Modern architectural heritage may meet the fate of wooden towns
Iida Kalakoski, a researcher and university instructor in architectural history at Tampere University, says that the problems of modern building heritage are much the same as those that hit the wooden towns of the past, which were compromised by citing social problems, fire hazards, repair costs, and inefficient zoning. Currently, the focus is on such aspects as indoor air, sick buildings, high-risk structures, and problem neighbourhoods.
According to Kalakoski, we cannot afford to make the same mistakes that were made from the 1960s to the 1980s when entire wooden neighbourhoods were razed to the ground and replaced by residential buildings. She regrets that only fifty years later, some of those sites are again threatened by demolition and replacement.
“It is difficult to recognise the value of relatively young built heritage and it seems that only a sufficient passage of time allows a reassessment,” Kalakoski says.
The canonisation of wooden towns took a long time
Preserving such wooden towns as Porvoo and Rauma seems self-evident now. However, this was not the case in the 1960s and 1970s when, for example, the wooden districts of Amuri and Tammela were destroyed in Tampere. At that time, preserving the wooden houses was considered impossible. Even architects and preservationists did not widely recognise the value of the buildings before the wave of demolitions began.
Together with Satu Huuhka and Olli-Paavo Koponen, Kalakoski has studied the canonisation of Finnish wooden towns and their development as cultural heritage sites. The transformation took decades.
Why do we understand the value of wooden towns now, but not fifty or sixty years ago?
“There were many wooden towns then because that was the basic type of the Finnish town. There was no need to have a concept for a wooden town because all towns were built of wood in the Nordic countries. People admired stone buildings, but few could afford them,” Kalakoski points out. Wood, on the other hand, was an everyday material that was easy to work with and cheap to use in buildings during the pre-industrial period.
In 1926, the Finnish term for wooden town was reportedly mentioned in literature for the first time, but it was not until the 1960s that the towns began to be referred to as places worthy of protection. By that time, however, wooden buildings had begun to be demolished because of rural-urban migration and urban growth.
Wooden houses had long been neglected and were thought to be in poor condition. It was also difficult to get the public interested in their preservation. The idea of conservation began to develop only through the writings of professionals.
The Venice Charter for the Conservation and Restoration of Monuments and Sites from 1964 was a landmark document on architectural conservation, which slowly began to draw attention to the fact that built environments can only be meaningful when they are intact.
“The wooden town is a Nordic phenomenon but how it came to be encompassed by conservation is part of a wider international movement,” Kalakoski mentions.
The concept of architectural heritage was broadened to include groups of buildings and urban spaces instead of just monuments. In addition to single monumental buildings, the value of buildings such as outbuildings as part of a whole began to be appreciated.

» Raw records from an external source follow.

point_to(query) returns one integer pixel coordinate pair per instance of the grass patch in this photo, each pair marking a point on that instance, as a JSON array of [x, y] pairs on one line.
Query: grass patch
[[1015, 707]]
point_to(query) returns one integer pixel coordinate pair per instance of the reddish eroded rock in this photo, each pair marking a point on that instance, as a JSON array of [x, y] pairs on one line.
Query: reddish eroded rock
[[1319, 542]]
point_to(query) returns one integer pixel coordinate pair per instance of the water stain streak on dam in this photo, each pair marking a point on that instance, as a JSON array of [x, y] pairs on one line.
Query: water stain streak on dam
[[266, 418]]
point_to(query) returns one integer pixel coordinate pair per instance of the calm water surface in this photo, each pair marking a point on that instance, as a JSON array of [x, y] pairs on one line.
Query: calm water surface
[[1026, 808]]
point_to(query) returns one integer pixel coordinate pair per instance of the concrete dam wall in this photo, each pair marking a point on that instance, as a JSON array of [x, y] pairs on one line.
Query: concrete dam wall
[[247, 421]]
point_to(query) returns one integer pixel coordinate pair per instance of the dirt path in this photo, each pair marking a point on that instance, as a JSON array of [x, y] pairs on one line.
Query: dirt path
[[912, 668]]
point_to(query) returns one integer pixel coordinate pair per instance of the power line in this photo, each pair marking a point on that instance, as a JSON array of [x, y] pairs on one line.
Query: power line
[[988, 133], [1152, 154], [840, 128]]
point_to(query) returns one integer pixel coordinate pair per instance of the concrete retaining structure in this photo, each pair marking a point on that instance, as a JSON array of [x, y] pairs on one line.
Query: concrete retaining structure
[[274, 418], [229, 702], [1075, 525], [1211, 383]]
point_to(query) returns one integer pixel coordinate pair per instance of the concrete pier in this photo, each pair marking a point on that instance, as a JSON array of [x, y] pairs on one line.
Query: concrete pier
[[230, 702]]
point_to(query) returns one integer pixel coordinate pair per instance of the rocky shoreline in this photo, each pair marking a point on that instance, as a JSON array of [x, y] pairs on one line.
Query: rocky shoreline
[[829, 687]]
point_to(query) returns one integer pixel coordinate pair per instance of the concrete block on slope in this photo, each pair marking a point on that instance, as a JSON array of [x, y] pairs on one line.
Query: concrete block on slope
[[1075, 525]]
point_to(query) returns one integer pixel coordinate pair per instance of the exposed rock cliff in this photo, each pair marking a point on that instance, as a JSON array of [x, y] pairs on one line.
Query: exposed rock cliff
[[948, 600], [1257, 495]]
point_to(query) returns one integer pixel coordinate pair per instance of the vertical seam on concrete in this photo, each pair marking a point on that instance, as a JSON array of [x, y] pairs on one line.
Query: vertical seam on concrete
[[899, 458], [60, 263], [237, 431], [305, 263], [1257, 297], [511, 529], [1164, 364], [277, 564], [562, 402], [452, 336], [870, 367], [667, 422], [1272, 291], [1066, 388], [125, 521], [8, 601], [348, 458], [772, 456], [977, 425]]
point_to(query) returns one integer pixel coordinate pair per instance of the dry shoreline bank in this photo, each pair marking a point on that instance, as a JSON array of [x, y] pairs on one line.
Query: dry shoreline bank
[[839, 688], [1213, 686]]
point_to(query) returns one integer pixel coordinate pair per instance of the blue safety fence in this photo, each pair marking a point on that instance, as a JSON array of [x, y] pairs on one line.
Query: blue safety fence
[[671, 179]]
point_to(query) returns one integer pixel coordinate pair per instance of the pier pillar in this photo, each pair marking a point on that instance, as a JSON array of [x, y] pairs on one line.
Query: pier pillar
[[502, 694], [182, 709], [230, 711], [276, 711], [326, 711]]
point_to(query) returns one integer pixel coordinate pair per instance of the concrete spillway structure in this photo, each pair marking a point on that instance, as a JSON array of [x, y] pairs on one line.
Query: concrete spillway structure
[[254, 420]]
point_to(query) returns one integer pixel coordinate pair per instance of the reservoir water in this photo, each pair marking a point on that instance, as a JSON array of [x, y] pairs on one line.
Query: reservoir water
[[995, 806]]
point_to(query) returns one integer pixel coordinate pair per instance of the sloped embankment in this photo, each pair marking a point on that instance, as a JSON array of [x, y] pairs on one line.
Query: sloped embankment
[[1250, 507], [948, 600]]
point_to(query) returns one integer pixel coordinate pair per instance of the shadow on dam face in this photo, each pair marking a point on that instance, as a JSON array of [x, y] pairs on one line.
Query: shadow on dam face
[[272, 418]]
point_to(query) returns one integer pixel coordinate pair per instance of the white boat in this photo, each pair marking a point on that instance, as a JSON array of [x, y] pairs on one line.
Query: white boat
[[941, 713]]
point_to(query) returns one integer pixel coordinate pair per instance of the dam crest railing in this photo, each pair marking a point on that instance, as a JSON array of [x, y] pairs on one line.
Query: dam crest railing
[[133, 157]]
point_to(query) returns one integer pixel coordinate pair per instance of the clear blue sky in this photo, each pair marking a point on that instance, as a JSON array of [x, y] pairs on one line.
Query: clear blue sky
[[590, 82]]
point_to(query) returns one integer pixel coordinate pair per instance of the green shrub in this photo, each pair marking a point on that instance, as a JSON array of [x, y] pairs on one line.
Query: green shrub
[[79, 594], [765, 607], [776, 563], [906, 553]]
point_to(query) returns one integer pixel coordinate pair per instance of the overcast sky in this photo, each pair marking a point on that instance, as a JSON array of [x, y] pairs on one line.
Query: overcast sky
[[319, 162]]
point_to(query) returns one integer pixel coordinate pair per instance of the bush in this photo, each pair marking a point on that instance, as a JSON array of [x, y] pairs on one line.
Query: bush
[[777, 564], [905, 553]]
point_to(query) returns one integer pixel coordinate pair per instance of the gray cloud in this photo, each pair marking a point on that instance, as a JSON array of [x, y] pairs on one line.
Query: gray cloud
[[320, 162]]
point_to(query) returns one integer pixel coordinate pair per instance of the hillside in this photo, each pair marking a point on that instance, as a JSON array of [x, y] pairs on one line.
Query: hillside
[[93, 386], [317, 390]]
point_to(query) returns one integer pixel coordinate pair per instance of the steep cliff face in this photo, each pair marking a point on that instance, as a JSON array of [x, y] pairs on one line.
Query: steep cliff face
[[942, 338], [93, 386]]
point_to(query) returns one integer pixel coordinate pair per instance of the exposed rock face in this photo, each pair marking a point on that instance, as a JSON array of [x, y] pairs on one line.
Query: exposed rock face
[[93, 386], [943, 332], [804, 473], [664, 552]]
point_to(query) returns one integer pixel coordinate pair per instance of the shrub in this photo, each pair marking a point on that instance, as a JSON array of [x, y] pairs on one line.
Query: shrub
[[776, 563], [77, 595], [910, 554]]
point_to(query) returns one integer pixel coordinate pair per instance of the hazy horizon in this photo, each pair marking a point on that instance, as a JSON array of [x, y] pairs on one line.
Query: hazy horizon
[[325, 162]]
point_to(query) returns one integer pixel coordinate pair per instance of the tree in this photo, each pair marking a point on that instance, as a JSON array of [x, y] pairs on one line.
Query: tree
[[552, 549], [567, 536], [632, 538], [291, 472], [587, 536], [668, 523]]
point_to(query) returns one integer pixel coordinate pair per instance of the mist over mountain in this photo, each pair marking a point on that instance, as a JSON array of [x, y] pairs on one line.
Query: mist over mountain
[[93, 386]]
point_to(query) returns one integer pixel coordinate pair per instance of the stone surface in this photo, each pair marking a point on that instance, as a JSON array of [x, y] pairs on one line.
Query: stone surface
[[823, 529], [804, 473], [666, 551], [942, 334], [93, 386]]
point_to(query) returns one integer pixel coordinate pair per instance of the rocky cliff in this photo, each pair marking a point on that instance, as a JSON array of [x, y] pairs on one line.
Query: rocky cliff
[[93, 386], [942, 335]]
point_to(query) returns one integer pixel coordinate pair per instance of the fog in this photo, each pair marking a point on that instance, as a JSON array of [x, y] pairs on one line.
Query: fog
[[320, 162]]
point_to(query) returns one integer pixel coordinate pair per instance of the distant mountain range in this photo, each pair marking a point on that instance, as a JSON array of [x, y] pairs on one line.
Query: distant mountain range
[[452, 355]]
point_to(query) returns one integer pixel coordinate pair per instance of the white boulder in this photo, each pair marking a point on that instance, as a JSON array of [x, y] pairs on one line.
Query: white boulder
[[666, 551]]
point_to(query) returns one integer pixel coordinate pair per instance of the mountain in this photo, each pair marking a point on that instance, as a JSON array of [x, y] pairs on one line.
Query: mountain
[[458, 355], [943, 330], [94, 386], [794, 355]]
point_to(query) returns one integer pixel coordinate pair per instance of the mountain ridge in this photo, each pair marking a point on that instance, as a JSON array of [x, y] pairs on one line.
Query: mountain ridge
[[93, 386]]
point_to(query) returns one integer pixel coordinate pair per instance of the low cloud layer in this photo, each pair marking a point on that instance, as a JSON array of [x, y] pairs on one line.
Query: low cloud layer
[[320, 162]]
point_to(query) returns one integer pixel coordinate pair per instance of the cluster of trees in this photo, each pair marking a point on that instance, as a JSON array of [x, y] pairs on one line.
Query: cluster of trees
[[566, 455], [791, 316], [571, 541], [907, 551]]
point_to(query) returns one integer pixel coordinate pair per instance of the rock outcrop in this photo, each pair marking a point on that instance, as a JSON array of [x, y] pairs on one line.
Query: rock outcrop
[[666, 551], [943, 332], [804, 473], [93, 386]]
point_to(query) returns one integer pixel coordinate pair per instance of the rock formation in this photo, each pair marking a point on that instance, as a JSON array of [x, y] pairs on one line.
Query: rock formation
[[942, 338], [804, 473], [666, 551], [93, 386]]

Social considerations were more important than architectural heritage
In the early discussions of the 1960s and 1970s, the reasons for protecting wooden towns were more social than cultural and historical.
“This was related to the spirit of the times, which was quite political. Conservation was raised by the young radicals, some of whom are emeritus and emerita professors of architectural heritage now. At that time, the social perspective probably offered more effective arguments than those that appealed to cultural and heritage aspects,” Kalakoski explains.
Wooden houses were, for example, rental accommodation provided by factories as homes for their workers. The young radicals of architecture thought that demolishing the buildings would also destroy the communities created around them and that the old residents would no longer afford to live in the new more expensive homes.
Kalakoski thinks that the immaturity of the conservation discourse also played a role because arguments related to architectural heritage could not be found and were not perceived as convincing.
“The situation is a bit similar now that ecological considerations are used to support the conservation discourse. Purely conservation-based arguments are perhaps perceived as so insubstantial that even professionals do not rely on them alone. It used to be natural to rely on social aspects, now it is ecology that is depended on,” she says.
Kalakoski emphasises that mixing the ecological and cultural perspectives is not insincere.
“It reflects the values of our time in the same way as the social hues of the 1970s’ architectural preservation discourse. What is also common is that cultural and historical values still do not seem to be enough on their own,” Kalakoski points out.